From 1e01e13b60f7a220f63ae407ff652322fddf43a8 Mon Sep 17 00:00:00 2001
From: Sebastian Hofstetter <shofstetter@salesforce.com>
Date: Fri, 6 Feb 2026 13:58:44 +0100
Subject: [PATCH] Avoid io_context contention in high-throughput SSL stream
 reads by filling buffers fully

The current implementation of read_some in asio::ssl decodes only one TLS segment per operation. A TLS maximum segment size is 16KB. This leads to small reads per io_context operation.
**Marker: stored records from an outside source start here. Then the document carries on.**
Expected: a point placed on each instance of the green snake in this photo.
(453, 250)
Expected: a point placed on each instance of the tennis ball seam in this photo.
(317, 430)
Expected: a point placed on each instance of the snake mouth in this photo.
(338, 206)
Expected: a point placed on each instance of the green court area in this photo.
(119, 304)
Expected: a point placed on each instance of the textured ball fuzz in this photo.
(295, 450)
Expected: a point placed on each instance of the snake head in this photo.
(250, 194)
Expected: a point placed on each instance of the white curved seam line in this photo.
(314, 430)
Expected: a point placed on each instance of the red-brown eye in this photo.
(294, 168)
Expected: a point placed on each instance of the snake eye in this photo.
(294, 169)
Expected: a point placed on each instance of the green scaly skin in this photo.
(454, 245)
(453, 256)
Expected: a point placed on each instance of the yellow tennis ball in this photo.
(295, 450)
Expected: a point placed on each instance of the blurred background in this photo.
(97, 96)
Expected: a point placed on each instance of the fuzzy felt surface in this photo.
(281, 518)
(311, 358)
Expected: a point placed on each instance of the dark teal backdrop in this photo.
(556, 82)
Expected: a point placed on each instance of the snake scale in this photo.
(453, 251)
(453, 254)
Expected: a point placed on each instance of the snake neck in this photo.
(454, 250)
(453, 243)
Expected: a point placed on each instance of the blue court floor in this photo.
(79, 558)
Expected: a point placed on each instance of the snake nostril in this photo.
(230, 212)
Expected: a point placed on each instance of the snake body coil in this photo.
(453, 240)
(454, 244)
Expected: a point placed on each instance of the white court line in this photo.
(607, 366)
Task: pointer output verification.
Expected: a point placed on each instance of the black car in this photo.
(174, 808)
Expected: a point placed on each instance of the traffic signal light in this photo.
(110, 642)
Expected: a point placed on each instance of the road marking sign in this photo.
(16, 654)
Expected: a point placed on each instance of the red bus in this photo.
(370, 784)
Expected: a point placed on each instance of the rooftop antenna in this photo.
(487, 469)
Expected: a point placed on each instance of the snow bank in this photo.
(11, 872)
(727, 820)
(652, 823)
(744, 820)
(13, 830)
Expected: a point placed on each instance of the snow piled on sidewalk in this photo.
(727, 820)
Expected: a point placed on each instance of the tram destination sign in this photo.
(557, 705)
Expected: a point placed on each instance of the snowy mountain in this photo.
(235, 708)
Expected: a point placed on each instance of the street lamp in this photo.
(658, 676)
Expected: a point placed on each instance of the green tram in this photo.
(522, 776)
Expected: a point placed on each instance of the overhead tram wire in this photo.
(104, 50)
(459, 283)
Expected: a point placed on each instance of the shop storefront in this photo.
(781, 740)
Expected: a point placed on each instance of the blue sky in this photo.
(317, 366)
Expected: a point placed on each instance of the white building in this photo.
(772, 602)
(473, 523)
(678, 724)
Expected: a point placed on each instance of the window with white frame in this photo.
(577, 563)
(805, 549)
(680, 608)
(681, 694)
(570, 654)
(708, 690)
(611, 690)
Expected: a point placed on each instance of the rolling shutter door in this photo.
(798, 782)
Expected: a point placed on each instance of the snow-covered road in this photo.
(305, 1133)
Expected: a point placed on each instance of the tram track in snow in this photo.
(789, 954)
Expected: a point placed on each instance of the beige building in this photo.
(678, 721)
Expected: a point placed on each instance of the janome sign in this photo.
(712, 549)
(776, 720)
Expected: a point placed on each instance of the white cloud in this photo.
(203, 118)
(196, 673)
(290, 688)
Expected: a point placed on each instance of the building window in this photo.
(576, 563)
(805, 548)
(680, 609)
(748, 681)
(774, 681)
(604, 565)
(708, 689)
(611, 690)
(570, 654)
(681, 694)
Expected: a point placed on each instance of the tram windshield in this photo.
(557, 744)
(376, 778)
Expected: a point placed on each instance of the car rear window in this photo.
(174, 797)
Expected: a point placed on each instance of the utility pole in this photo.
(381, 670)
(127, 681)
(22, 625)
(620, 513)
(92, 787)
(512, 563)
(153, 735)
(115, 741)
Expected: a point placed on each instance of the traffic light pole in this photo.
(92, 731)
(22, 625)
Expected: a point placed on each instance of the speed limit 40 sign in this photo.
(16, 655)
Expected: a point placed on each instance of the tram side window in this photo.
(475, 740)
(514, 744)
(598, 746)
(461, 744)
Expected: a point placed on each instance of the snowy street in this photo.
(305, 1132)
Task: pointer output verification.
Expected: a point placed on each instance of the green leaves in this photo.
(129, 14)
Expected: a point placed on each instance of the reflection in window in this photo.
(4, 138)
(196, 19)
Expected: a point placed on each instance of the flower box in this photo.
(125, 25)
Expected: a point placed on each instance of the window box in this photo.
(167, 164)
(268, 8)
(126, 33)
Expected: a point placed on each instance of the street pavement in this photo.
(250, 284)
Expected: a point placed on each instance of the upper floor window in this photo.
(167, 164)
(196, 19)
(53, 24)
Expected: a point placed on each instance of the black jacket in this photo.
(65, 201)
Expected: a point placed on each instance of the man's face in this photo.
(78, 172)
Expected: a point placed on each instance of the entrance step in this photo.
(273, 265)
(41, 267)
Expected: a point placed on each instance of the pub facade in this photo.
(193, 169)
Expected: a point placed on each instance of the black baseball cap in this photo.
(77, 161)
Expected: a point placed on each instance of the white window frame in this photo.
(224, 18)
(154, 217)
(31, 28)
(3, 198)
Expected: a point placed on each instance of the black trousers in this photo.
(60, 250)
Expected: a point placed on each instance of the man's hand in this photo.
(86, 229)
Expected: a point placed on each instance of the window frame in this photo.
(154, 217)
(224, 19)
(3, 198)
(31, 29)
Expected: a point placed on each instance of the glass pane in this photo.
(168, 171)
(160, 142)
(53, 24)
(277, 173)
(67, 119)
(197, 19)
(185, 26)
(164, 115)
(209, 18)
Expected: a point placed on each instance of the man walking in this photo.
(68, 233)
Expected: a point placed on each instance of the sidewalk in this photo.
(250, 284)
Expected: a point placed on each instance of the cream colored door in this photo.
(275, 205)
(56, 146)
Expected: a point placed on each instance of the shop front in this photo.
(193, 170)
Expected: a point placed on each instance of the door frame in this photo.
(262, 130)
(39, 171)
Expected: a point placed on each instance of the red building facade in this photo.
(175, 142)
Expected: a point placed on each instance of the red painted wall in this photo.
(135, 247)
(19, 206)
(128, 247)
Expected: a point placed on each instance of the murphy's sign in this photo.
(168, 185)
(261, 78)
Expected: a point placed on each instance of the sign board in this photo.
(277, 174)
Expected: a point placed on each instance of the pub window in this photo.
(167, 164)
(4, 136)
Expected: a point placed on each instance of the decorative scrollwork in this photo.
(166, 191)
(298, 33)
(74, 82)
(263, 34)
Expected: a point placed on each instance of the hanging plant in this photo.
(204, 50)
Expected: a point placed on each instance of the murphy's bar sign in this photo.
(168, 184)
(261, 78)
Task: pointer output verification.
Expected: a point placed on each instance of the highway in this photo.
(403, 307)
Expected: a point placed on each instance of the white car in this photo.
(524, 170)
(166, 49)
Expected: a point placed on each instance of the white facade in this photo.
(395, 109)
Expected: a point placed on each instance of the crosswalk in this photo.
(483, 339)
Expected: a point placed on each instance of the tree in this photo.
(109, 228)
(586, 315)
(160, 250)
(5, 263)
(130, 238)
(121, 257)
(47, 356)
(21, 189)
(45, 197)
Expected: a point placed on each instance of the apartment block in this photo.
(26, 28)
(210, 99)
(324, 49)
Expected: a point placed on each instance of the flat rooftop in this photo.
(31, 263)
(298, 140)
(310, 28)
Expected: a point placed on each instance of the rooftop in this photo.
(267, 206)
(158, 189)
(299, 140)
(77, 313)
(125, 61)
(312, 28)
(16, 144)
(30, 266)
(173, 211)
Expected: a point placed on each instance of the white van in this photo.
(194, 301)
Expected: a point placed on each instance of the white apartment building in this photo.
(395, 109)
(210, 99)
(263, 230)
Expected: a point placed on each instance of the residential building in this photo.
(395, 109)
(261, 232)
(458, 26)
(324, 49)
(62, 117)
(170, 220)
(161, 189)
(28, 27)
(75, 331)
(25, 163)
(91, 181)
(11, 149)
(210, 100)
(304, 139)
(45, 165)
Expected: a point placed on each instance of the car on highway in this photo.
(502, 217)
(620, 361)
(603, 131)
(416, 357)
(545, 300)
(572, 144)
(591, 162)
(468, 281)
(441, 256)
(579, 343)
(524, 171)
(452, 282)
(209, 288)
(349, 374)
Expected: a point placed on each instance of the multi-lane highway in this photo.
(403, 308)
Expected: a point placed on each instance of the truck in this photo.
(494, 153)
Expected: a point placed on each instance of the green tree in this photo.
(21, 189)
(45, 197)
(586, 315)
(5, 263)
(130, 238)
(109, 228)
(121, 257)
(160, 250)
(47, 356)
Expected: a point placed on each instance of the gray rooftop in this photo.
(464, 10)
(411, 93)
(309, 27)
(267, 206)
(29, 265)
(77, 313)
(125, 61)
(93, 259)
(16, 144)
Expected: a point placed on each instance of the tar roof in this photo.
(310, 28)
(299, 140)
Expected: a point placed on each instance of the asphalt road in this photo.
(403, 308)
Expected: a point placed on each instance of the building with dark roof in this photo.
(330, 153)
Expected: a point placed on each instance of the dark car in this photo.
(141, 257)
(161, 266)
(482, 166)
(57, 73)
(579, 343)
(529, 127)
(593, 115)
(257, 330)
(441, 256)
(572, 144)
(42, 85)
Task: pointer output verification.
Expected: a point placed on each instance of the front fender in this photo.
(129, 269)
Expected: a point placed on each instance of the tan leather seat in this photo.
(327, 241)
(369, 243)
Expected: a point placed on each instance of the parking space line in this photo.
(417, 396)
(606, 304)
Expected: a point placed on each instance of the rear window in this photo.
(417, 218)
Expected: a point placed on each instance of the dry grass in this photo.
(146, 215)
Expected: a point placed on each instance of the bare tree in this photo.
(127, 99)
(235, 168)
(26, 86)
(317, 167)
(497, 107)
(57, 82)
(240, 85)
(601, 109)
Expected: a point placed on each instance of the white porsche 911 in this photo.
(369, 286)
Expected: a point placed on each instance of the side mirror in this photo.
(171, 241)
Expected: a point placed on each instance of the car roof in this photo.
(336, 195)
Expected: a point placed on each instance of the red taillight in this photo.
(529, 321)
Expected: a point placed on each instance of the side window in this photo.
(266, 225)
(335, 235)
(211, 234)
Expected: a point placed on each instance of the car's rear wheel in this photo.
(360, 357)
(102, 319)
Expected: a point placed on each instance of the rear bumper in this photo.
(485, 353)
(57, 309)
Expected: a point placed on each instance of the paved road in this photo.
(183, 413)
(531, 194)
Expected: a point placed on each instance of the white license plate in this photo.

High-Throughput real-world scenarios observe as little as 9KB buffer utilization per operation, causing significant overhead and thread overscheduling when high throughput is required. This is relevant because it is hard to get much more than ~600k operations per second from a single io_context. While multiple io-contexts are possible, the overhead also applies to multiple io_contexts. Moreover, implementations get significantly more complex when multiple io_contexts are required which require dedicated load-balancing and scheduling.
On our production machines (e.g., `r8i.48xlarge` with a 75Gb/s interface or `x2idn.32xlarge` with a 100Gb/s interface), we see significant contention and a maximum network throughput of ~25Gb/s at very high (up to 100%) CPU utilization due to contention for concurrent S3 downloads.
With this PR, the system CPU utilization drops to ~10% while throughput increases to 70GB/s and 92Gb/s respectively.

This PR modifies the read operation to loop multiple reads until either:
1. There is no more data in the system buffer (would block).
2. The user-provided buffer is full.

Additionally, the internal buffer sizes are increased from 17KB to 128KB. This part is open for suggestions - should the buffer sizes be configurable for high-throughput scenarios, e.g., at runtime or via compile-time macros?
---
 include/asio/ssl/detail/impl/engine.ipp |  4 +-
 include/asio/ssl/detail/read_op.hpp     | 52 ++++++++++++++++++++++++-
 include/asio/ssl/detail/stream_core.hpp |  6 +--
 3 files changed, 56 insertions(+), 6 deletions(-)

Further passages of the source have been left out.